Analyze drift, delayed-label, calibration, and business-performance signals to decide whether a retraining run is justified or whether investigation should stop earlier.
Design a Kubernetes trigger path that converts Prometheus, Kafka, or scheduled evidence into a deduplicated retraining workflow without flooding the cluster.
Implement a continuous-training DAG that snapshots data, validates it with Great Expectations, trains a challenger, registers it in MLflow, and sends it through shadow or canary gates.
Evaluate candidate models against production champions using holdout deltas, slice guarantees, shadow comparison, KServe smoke tests, latency, cost, and human approval policy.
Estimate the cost and rollback risk of retraining frequency, GPU capacity, retained data snapshots, cross-region feature-store reads, and failed promotion attempts.

Why This Module Matters

Hypothetical scenario: the following situation is invented to show the operational stakes clearly; it is not a claim about a specific company or public incident.

A subscription business runs a churn model that still returns low-latency predictions, still serves through KServe, and still has a green dashboard. No deployment failed. The API error rate is flat. The p99 latency sits below the objective. The team therefore assumes the model is healthy until monthly finance reporting shows that retention offers went to the wrong customers for almost three weeks. The model did not crash. The customer population changed, the old training window stopped representing current behavior, and the monitoring system never connected drift evidence to a governed retraining loop.

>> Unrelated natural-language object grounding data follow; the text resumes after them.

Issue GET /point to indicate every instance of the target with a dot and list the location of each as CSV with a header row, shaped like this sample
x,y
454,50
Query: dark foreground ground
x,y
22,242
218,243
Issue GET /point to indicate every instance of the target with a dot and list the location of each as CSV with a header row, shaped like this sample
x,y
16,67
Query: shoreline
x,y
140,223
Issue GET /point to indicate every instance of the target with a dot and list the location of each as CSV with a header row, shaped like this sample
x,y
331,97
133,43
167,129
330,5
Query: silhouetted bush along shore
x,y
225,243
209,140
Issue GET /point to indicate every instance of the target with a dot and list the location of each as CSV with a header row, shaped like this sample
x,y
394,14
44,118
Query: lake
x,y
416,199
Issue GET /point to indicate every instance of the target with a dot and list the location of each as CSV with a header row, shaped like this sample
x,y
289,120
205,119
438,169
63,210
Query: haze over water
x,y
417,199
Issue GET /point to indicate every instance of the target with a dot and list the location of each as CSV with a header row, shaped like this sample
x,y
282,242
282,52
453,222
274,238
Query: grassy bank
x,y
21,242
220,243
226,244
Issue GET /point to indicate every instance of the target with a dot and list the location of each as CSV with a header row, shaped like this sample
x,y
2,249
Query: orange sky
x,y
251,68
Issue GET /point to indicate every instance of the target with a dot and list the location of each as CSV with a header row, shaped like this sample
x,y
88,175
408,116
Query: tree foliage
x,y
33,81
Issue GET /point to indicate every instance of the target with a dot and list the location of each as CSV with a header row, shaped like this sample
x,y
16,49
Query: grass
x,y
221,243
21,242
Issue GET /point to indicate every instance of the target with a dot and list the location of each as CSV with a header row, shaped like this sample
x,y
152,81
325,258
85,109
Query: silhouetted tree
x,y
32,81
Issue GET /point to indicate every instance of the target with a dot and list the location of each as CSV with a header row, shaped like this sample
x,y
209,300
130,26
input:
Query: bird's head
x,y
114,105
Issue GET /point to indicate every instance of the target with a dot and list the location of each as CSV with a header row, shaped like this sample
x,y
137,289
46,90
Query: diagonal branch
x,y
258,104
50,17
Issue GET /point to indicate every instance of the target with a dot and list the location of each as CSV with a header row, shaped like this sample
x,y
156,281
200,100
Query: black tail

That is the expensive failure this module addresses. Module 5.5 gave you the vocabulary for feature drift, label drift, concept drift, delayed labels, proxy metrics, and Prometheus alerting. Module 5.6 showed why an ML pipeline must preserve evidence instead of hiding training inside notebooks or cron scripts. Module 5.8 made data validation a gate, not a dashboard decoration. Module 5.10 showed how a candidate reaches production through shadow, canary, and rollback controls instead of a full-traffic leap of faith.

Auto-retraining is where those pieces meet. It is tempting to describe it as “monitoring triggers training,” but that phrase hides the hard part. A drift score is not a root cause. A training run is not a promotion decision. A better offline metric is not permission to replace the champion. A successful Workflow is not proof that the new model is stable under live traffic. The closed loop must observe, detect, trigger, train, validate, promote, and rollback with separate evidence at each boundary.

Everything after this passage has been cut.